Saying And Aphorisms

Saying And Aphorisms

Abbott’s Admonitions:

1) If you have to ask, you’re not entitled to know.

2) If you don’t like the answer, you shouldn’t have asked the question.

Abrams’s Advice:

When eating an elephant, take one bite at a time.

Rule of Accuracy:

When working toward the solution of a problem, it always helps if you know the answer.

Corollary:

Provided, of course, that you know there is a problem.

Acheson’s Rule of the Bureaucracy:

A memorandum is written not to inform the reader but to protect the writer.

Acton’s Law:

Power tends to corrupt; absolute power corrupts absolutely.

Ade’s Law:

Anybody can win — unless there happens to be a second entry.

Airplane Law:

When the plane you are on is late, the plane you want to transfer to is on time.

Albrecht’s Law:

Social innovations tend to the level of minimum tolerable well being.

Algren’s Precepts:

Never eat at a place called Mom’s. Never play cards with a man named Doc. And never have sex with a woman who’s got more troubles than you.

Allen’s Law of Civilization:

It is better for civilization to be going down the drain than to be coming up it.

Agnes Allen’s Law:

Almost anything is easier to get into than out of.

Fred Allen’s Motto:

I’d rather have a free bottle in front of me than a prefrontal lobotomy.

Alley’s Axiom:

Justice always prevails … three times out of seven.

Alligator Allegory:

The objective of all dedicated product support employees should be to thoroughly analyze all situations, anticipate all problems prior to their occurrence, have answers for these problems, and move swiftly to solve these problems when called upon. However, when you are up to your ass in alligators, it is difficult to remind yourself that your initial objective was to drain the swamp.

Allison’s Precept:

The best simple-minded test of experience in a particular area is the ability to win money in a series of bets on future occurrences in that area.

Anderson’s Law:

I have yet to see any problem, however complicated, which, when you looked at it in the right way, did not become still more complicated.

Andrews’s Canoeing Postulate:

No matter which direction you start it’s always against the wind coming back.

Law of Annoyance:

When working on a project, if you put away a tool that you’re certain you’re finished with, you will need it instantly.

Anthony’s Law of Force:

Don’t force it, get a larger hammer.

Anthony’s Law of the Workshop:

Any tool, when dropped, will roll into the least accessible corner of the workshop. Corollary: On the way to the corner, any dropped tool will first always strike your toes.

Laws of Applied Confusion:

1) The one piece that the plant forgot to ship is the one that supports 75% of the balance of the shipment.

Corollary:

Not only did the plant forget to ship it, 50% of the time they haven’t even made it.

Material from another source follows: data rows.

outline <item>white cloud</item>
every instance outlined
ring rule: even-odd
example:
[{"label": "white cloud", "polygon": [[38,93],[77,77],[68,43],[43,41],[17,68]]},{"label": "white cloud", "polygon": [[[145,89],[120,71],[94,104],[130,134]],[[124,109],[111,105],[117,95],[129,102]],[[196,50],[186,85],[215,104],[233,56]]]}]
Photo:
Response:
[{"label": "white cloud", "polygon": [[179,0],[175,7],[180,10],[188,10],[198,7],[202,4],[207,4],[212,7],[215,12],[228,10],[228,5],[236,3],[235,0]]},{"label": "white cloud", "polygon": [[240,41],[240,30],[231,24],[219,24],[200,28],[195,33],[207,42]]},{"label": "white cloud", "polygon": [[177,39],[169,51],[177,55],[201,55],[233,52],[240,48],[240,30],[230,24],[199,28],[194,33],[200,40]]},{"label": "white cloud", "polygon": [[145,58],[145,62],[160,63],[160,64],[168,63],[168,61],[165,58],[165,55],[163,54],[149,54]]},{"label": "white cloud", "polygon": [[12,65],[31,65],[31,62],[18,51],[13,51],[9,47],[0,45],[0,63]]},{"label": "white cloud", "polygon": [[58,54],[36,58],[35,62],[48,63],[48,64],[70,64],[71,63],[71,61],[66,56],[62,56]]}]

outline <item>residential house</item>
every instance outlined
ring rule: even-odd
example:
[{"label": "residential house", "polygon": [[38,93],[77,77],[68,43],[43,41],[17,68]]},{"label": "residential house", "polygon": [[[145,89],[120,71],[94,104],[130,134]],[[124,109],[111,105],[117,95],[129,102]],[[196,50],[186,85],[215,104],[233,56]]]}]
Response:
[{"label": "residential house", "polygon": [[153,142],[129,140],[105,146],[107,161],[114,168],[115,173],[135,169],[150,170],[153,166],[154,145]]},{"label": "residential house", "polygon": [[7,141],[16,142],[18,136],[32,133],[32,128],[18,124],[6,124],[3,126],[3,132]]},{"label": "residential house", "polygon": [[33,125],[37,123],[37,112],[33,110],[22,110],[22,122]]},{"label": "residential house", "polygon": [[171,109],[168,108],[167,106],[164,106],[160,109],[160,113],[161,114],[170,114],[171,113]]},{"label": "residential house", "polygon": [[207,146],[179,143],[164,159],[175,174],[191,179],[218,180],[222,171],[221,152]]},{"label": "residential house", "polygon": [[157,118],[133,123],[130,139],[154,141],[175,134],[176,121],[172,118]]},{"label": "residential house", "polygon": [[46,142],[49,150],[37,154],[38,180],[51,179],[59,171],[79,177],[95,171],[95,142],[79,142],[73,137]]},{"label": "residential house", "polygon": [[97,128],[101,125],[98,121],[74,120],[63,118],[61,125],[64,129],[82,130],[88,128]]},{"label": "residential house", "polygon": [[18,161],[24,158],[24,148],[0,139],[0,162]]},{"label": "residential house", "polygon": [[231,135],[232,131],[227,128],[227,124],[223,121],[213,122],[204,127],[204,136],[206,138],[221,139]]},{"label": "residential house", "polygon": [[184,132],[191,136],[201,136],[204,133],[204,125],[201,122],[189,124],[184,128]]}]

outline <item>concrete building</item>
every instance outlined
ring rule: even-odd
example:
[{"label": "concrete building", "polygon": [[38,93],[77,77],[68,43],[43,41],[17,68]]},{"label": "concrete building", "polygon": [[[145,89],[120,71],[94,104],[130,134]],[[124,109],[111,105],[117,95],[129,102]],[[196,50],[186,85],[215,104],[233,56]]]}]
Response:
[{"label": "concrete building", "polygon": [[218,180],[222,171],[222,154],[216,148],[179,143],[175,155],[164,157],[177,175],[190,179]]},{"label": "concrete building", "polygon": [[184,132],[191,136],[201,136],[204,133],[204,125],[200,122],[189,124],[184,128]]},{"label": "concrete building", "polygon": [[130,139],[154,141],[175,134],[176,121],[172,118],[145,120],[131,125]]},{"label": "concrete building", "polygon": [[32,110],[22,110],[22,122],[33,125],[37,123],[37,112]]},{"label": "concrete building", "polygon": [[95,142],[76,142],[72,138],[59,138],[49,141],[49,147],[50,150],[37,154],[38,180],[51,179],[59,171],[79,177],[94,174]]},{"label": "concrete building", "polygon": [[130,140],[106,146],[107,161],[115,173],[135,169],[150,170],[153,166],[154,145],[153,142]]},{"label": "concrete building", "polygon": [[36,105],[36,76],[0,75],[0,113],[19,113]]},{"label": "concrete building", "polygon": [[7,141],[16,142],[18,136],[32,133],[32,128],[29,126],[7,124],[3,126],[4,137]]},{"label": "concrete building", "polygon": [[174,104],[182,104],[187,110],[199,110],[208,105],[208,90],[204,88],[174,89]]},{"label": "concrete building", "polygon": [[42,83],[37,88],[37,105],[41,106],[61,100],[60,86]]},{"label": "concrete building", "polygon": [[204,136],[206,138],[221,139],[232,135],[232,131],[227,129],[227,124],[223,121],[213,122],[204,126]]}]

2) Truck deliveries that normally take one day will take five when you are waiting for the truck.

3) After adding two weeks to the schedule for unexpected delays, add two more for the unexpected, unexpected delays.

4) In any structure, pick out the one piece that should not be mismarked and expect the plant to cross you up.

Corollaries:

1) In any group of pieces with the same erection mark on it, one should not have that mark on it.

2) It will not be discovered until you try to put it where the mark says it’s supposed to go.

3) Never argue with the fabricating plant about an error. The inspection prints are all checked off, even to the holes that aren’t there.

Approval Seeker’s Law:

Those whose approval you seek the most give you the least.

Army Axiom:

Any order that can be misunderstood has been misunderstood.

Navy Law:

If it moves, salute it; if it doesn’t move, pick it up; if you can’t pick it up, paint it.

Ashley-Perry Statistical Axioms:

1) Numbers are tools, not rules.

2) Numbers are symbols for things; the number and the thing are not the same.

3) Skill in manipulating numbers is a talent, not evidence of divine guidance.

4) Like other occult techniques of divination, the statistical method has a private jargon deliberately contrived to obscure its methods from nonpractitioners.

5) The product of an arithmetical computation is the answer to an equation; it is not the solution to a problem.

6) Arithmetical proofs of theorems that do not have arithmetical bases prove nothing.

Astrology Law: It’s always the wrong time of the month.
Fourteenth Corollary of Atwood’s General Law of Dynamic Negatives:

No books are lost by loaning except those you particularly wanted to keep.

Avery’s Rule of Three:

Trouble strikes in series of threes, but when working around the house the next job after a series of three is not the fourth job — it’s the start of a brand new series of three.